Elita WEAH, 41 ans

Elita WEAH, 41 ans

C’est en se rendant à des obsèques qu’Elita Weah a trouvé sa propre mort. Cette Libérienne de 41 ans, naturalisée néerlandaise, s’apprêtait à prendre un vol pour les Etats-Unis pour assister aux funérailles de son beau-père, lorsqu’elle a été emportée par l’explosion du premier kamikaze à l’aéroport de Bruxelles, le 22 mars. Quelques instants auparavant, elle avait envoyé un selfie à sa famille d’outre-Atlantique, un clin d’œil pour leur confirmer qu’elle était bien en route.
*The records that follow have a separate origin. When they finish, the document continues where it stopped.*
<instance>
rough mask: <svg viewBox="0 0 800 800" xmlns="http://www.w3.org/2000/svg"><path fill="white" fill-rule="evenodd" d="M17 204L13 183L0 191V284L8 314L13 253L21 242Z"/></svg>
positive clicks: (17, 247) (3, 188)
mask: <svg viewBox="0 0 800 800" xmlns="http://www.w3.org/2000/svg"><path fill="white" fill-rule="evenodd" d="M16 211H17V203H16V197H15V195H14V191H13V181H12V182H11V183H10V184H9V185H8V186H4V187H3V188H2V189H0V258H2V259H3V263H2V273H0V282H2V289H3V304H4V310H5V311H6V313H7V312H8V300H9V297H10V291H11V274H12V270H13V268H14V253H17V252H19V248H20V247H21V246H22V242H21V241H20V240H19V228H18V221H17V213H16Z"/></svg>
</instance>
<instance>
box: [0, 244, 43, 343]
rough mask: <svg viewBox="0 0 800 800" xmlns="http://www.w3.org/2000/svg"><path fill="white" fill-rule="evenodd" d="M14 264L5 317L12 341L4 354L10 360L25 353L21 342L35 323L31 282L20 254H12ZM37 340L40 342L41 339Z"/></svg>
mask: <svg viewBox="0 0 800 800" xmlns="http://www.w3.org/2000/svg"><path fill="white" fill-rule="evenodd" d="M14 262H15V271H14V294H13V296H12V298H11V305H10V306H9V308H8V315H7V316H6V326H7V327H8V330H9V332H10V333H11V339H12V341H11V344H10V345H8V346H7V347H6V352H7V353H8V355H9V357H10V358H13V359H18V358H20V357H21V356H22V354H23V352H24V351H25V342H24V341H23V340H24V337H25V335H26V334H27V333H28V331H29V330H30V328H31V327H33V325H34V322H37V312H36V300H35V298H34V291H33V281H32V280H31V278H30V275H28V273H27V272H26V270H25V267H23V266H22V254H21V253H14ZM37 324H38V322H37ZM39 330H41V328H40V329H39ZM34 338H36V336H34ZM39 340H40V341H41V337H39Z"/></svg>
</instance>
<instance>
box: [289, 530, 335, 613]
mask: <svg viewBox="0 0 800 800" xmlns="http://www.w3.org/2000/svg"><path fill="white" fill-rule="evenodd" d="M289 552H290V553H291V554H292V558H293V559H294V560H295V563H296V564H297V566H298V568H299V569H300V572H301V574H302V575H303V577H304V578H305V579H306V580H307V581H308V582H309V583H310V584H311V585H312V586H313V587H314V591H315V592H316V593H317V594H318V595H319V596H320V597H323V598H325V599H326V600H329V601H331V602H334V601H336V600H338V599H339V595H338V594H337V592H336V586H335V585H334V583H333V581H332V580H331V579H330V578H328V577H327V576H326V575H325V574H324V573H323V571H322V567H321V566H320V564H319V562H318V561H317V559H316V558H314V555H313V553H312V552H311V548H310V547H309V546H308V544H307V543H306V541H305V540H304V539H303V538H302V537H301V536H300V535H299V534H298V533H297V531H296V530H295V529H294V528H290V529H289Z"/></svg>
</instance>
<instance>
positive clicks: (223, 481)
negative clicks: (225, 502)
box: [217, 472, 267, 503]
Sur cette dernière photo, légèrement floue, elle apparaît souriante et emmitouflée dans un gros anorak noir. La bonhomie du cliché est à son image. « C’était une femme joyeuse, déterminée, qui ne baissait jamais les bras », témoigne Joke Tan, épouse du pasteur de l’église protestante pentecôtiste que fréquentait assidûment Elita Weah dans la ville de Deventer, dans l’est des Pays-Bas.
Elle laisse derrière elle Lisa, sa fille de 13 ans, élevée en Hollande, où Elita Weah s’était réfugiée pour échapper à la violence aveugle qui a déchiré le Liberia dans les années 1990 et dispersé à travers le monde les huit frères et sœurs de sa famille. Il s’en est d’ailleurs fallu de peu pour qu’elle-même ne soit renvoyée dans son pays d’origine. A quelques jours près, elle n’aurait pas pu bénéficier du « pardon généralisé » de décembre 2006, qui a permis la régularisation de réfugiés dont la demande d’asile avait été rejetée. « C’était un vrai miracle, nous n’y croyions plus », se souvient Mme Tan, en évoquant la mobilisation de la paroisse pour soutenir Elita.
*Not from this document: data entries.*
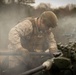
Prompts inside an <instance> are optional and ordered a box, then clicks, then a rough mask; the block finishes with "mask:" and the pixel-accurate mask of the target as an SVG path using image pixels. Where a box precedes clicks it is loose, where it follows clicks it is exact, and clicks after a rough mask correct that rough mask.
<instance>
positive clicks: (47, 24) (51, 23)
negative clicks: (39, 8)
mask: <svg viewBox="0 0 76 75" xmlns="http://www.w3.org/2000/svg"><path fill="white" fill-rule="evenodd" d="M40 18H41V19H42V21H43V23H44V24H45V25H47V26H48V27H52V28H54V27H56V26H57V22H58V19H57V16H56V15H55V14H54V13H53V12H52V11H45V12H43V13H42V14H41V16H40Z"/></svg>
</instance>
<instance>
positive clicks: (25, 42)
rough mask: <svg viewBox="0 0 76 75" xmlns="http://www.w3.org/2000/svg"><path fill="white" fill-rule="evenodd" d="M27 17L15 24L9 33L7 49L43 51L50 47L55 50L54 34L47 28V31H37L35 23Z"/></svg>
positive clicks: (44, 50)
mask: <svg viewBox="0 0 76 75" xmlns="http://www.w3.org/2000/svg"><path fill="white" fill-rule="evenodd" d="M33 24H34V23H32V22H31V20H29V19H27V20H24V21H23V22H21V23H19V24H17V25H16V26H15V27H14V28H12V29H11V31H10V33H9V46H8V47H9V49H10V50H17V49H19V48H22V47H23V48H25V49H26V50H28V51H36V50H38V51H39V50H40V52H41V51H45V50H47V49H50V48H52V49H53V50H57V46H56V41H55V40H54V35H53V33H52V32H51V29H49V30H48V31H47V32H43V31H39V30H38V27H37V25H33Z"/></svg>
Depuis son arrivée aux Pays-Bas, Elita Weah vivait chichement, grâce aux allocations sociales accordées aux mères célibataires et aux réfugiés. Et travaillait bénévolement plusieurs jours par semaine dans une maison de retraite. Signe de son intégration : près de 200 personnes ont participé à la cérémonie d’hommage organisée le 6 avril dans l’église du pasteur Tan. « Pendant les interventions, personne n’a mentionné les assassins, nous ne voulions pas leur accorder cet honneur », observe Mme Tan. « Nous devons maintenant nous battre pour garder nos cœurs ouverts et ne pas céder au repli ». La famille d’Elita Weah s’est ensuite rendue au Liberia, où elle a été enterrée le 15 avril. En raison de ce déplacement, ses proches n’ont pas été joignables.
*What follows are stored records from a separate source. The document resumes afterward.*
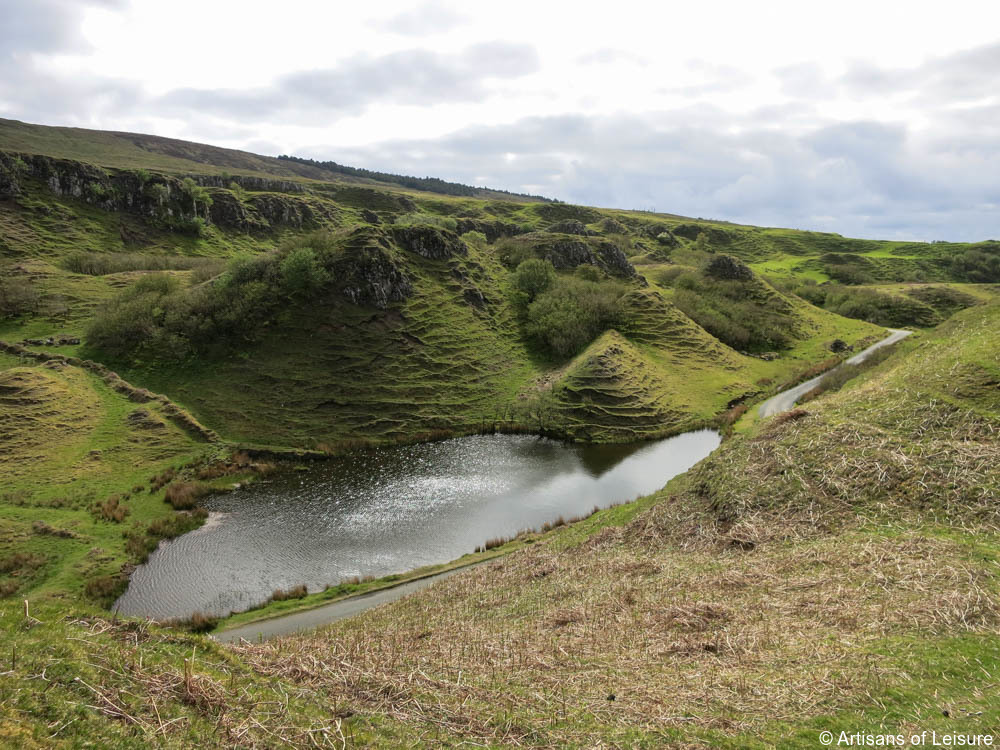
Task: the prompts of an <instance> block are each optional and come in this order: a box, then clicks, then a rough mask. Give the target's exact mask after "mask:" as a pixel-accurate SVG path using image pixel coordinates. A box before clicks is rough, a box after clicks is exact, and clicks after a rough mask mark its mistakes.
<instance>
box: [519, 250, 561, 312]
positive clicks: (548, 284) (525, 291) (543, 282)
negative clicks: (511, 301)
mask: <svg viewBox="0 0 1000 750" xmlns="http://www.w3.org/2000/svg"><path fill="white" fill-rule="evenodd" d="M555 280H556V269H555V267H554V266H553V265H552V263H551V262H550V261H547V260H539V259H538V258H530V259H528V260H526V261H524V262H523V263H521V264H520V265H519V266H518V267H517V269H516V270H515V271H514V273H513V274H512V275H511V286H512V287H513V289H514V291H515V292H516V293H518V296H519V298H520V300H519V301H523V304H524V305H528V304H530V303H531V302H534V301H535V298H536V297H537V296H538V295H539V294H541V293H542V292H544V291H545V290H546V289H548V288H549V287H551V286H552V284H553V283H554V282H555Z"/></svg>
Sa fille, Lisa, compte revenir aux Pays-Bas, où vivent également deux de ses oncles et une tante. Avant les funérailles, ils avaient laissé entendre qu’ils envisageaient de porter plainte contre l’aéroport de Bruxelles qui n’a pas, selon eux, suffisamment assuré la protection des voyageurs. « Beaucoup de questions restent sans réponse, je vais me battre contre cela », a déclaré Rasco Weah, un des frères d’Elita, au quotidien néerlandais NRC.